Nell’uomo l’apparato digerente è costituito da un tubo lungo una decina di metri, detto canale digerente, suddiviso in varie porzioni corrispondenti a organi diversi.

La fase orale

La bocca, o cavo orale, è la via d’ingresso del cibo nel corpo. Costituisce quindi la parte iniziale del canale digerente. Comunica con l’esterno attraverso un’apertura mobile delimitata dalle labbra, ed all’interno è tappezzata da una membrana stratiforme detta mucosa. Tale membrana riveste l’interno di tutti gli organi cavi comunicanti con l’esterno. All’interno della bocca si trovano diverse formazioni anatomiche con diversi ruoli.
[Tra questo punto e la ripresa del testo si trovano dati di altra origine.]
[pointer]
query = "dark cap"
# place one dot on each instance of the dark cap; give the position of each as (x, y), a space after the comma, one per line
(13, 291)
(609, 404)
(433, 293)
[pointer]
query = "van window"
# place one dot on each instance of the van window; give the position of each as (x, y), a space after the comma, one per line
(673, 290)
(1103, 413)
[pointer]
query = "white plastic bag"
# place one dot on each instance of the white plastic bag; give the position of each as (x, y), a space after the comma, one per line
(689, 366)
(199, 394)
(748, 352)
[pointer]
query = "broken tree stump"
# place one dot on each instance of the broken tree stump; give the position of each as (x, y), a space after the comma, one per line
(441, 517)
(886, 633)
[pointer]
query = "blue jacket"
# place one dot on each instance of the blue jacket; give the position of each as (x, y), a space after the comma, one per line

  • La lingua è un organo muscolare estremamente sensibile, che favorisce la masticazione del cibo rimescolandolo e portandolo a contatto dei denti. Interviene nel meccanismo della deglutizione ed è la sede delle papille gustative, particolari formazioni nervose da cui dipende la percezione dei sapori. La lingua ha inoltre un compito determinante nell’articolazione e nella modulazione dei suoni vocali.

  • I denti sono gli organi deputati alla masticazione del cibo, che sono in grado di tagliare, strappare, macinare e triturare grazie alla loro varietà di forme. Nell’uomo adulto sono in tutto 32, suddivisi in due arcate poste una superiormente e l’altra inferiormente al cavo orale.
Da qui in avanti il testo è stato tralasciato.